In either case, your objection is the standard objection to anarchy, that supposedly nothing prevents people from hiring a criminal gang instead of a protection firm. There is nothing in your objection that is specific to abortion. You could just as easily said that I can hire goons to do my murdering, then choose judges that believe in murder.
The question is, is independent and competent adjudication possible in the environment where multiple independent law enforcers exist? I haven't read the book, but I don't see why not. Here is
Annalex-Hoppe Theorem. In a multiple law enforcer environment, independent judiciary will reflect the community standard of justice.
Indeed, if a judge consistently allows verdicts that do not reflect the community standard of justice, a coalition of enforcers will form against him, and it will be stronger than a coalition of enforcers in his defense.

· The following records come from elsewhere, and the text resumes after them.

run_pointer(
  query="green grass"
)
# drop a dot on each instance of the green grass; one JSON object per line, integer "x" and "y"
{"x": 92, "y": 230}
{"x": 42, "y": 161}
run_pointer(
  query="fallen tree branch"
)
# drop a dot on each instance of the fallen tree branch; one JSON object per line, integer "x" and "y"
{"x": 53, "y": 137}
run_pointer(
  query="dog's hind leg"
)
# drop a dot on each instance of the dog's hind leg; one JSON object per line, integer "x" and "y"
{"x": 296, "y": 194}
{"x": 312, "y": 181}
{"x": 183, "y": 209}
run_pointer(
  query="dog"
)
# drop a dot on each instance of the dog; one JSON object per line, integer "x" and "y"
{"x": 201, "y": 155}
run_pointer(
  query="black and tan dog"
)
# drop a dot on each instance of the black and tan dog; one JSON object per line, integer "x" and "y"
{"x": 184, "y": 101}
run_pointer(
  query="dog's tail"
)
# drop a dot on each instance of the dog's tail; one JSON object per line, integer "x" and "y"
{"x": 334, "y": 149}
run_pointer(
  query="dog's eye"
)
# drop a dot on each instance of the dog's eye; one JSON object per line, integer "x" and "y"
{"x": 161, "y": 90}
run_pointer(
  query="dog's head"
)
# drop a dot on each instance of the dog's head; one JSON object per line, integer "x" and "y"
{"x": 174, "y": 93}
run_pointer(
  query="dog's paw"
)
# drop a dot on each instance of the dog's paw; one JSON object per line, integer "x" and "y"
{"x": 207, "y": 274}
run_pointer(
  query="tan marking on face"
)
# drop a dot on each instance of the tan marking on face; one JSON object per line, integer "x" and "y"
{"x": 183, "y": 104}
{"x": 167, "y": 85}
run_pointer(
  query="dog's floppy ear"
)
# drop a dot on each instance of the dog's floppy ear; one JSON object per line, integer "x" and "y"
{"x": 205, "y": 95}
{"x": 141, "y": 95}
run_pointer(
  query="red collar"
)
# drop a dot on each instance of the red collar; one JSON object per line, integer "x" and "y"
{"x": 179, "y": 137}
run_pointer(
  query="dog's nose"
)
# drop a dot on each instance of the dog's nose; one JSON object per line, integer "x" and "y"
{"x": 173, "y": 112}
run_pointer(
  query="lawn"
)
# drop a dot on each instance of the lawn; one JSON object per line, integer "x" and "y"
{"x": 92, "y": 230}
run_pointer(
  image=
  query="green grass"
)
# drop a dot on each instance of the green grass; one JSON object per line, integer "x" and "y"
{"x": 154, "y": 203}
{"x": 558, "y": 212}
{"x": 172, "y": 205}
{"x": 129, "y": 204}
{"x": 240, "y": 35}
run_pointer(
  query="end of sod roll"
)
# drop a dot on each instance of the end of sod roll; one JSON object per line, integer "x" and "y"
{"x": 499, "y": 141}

So, in a way, you are right that pro-abortion verdicts are possible under a multiple enforcer system, if the community standard of justice is pro-abortion (or pro-murder, pro-credit card fraud, etc), but that is no different from a single enforcer system that we have now.

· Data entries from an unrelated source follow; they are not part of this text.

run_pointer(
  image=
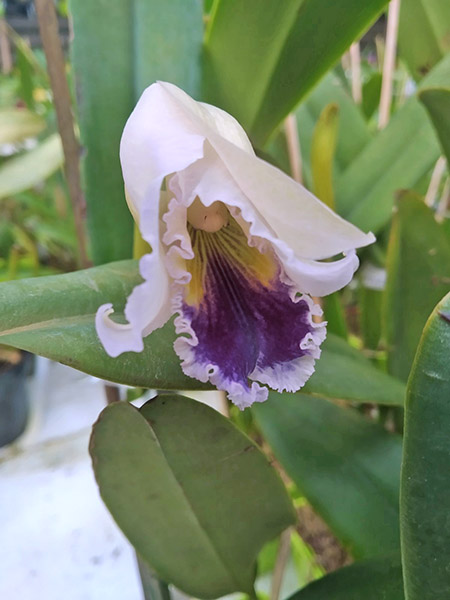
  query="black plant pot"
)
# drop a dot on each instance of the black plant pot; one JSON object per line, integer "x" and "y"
{"x": 14, "y": 403}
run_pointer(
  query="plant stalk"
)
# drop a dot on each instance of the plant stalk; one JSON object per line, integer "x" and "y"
{"x": 48, "y": 27}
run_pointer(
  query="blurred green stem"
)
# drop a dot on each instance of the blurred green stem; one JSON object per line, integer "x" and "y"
{"x": 48, "y": 27}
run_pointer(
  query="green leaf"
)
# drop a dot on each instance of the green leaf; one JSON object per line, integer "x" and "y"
{"x": 193, "y": 494}
{"x": 347, "y": 467}
{"x": 135, "y": 43}
{"x": 343, "y": 372}
{"x": 437, "y": 103}
{"x": 418, "y": 276}
{"x": 276, "y": 55}
{"x": 424, "y": 34}
{"x": 54, "y": 317}
{"x": 168, "y": 42}
{"x": 105, "y": 98}
{"x": 425, "y": 488}
{"x": 353, "y": 133}
{"x": 30, "y": 168}
{"x": 435, "y": 95}
{"x": 371, "y": 91}
{"x": 397, "y": 158}
{"x": 379, "y": 579}
{"x": 323, "y": 147}
{"x": 18, "y": 124}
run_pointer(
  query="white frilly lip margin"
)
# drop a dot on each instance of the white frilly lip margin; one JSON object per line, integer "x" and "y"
{"x": 207, "y": 153}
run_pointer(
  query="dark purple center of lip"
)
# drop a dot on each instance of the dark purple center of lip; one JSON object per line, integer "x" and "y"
{"x": 242, "y": 323}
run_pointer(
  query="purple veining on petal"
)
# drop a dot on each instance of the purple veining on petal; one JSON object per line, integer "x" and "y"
{"x": 242, "y": 324}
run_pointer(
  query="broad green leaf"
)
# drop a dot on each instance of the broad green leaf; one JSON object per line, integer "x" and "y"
{"x": 54, "y": 317}
{"x": 168, "y": 42}
{"x": 376, "y": 579}
{"x": 418, "y": 276}
{"x": 134, "y": 43}
{"x": 425, "y": 488}
{"x": 347, "y": 467}
{"x": 105, "y": 99}
{"x": 18, "y": 124}
{"x": 30, "y": 168}
{"x": 437, "y": 103}
{"x": 276, "y": 55}
{"x": 424, "y": 34}
{"x": 344, "y": 373}
{"x": 193, "y": 494}
{"x": 370, "y": 306}
{"x": 397, "y": 158}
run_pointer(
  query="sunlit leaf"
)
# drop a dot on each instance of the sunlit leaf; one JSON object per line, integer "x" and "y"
{"x": 425, "y": 493}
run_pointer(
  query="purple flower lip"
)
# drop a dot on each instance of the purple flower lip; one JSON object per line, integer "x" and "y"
{"x": 242, "y": 320}
{"x": 184, "y": 161}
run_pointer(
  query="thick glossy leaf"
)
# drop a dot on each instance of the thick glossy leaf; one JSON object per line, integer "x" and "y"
{"x": 168, "y": 41}
{"x": 347, "y": 467}
{"x": 105, "y": 97}
{"x": 18, "y": 124}
{"x": 54, "y": 317}
{"x": 424, "y": 34}
{"x": 30, "y": 168}
{"x": 276, "y": 55}
{"x": 397, "y": 158}
{"x": 425, "y": 492}
{"x": 193, "y": 494}
{"x": 134, "y": 43}
{"x": 437, "y": 103}
{"x": 379, "y": 579}
{"x": 418, "y": 276}
{"x": 343, "y": 372}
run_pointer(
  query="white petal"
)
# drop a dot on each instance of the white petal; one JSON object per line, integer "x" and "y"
{"x": 210, "y": 181}
{"x": 115, "y": 337}
{"x": 319, "y": 278}
{"x": 148, "y": 308}
{"x": 297, "y": 217}
{"x": 165, "y": 133}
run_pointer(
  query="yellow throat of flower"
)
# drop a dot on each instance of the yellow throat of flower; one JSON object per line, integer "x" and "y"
{"x": 222, "y": 243}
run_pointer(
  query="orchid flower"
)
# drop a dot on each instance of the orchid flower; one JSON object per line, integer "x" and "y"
{"x": 238, "y": 249}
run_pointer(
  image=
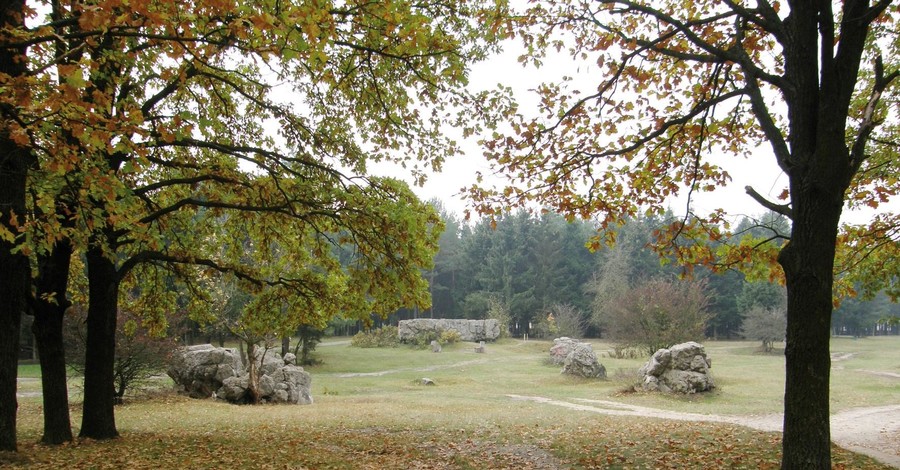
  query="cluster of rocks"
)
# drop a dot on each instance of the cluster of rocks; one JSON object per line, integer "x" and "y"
{"x": 683, "y": 368}
{"x": 204, "y": 371}
{"x": 469, "y": 330}
{"x": 576, "y": 358}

You're right. My objection is that in practice there'd be no way to avoid violent chaos. Abortion is one of the things that will lead to it (or else go unpunished altogether).
Annalex-Hoppe Theorem. In a multiple law enforcer environment, independent judiciary will reflect the community standard of justice.
In the case of abortion (and, no doubt, other issues) there is no community standard. You'd have to have such a standard formed and the exclusion of "wildcards" already in place before you can hope to have a decently functioning anarchist society, and I just don't see that happening. And if it does happen, it could be undone by any number of factors.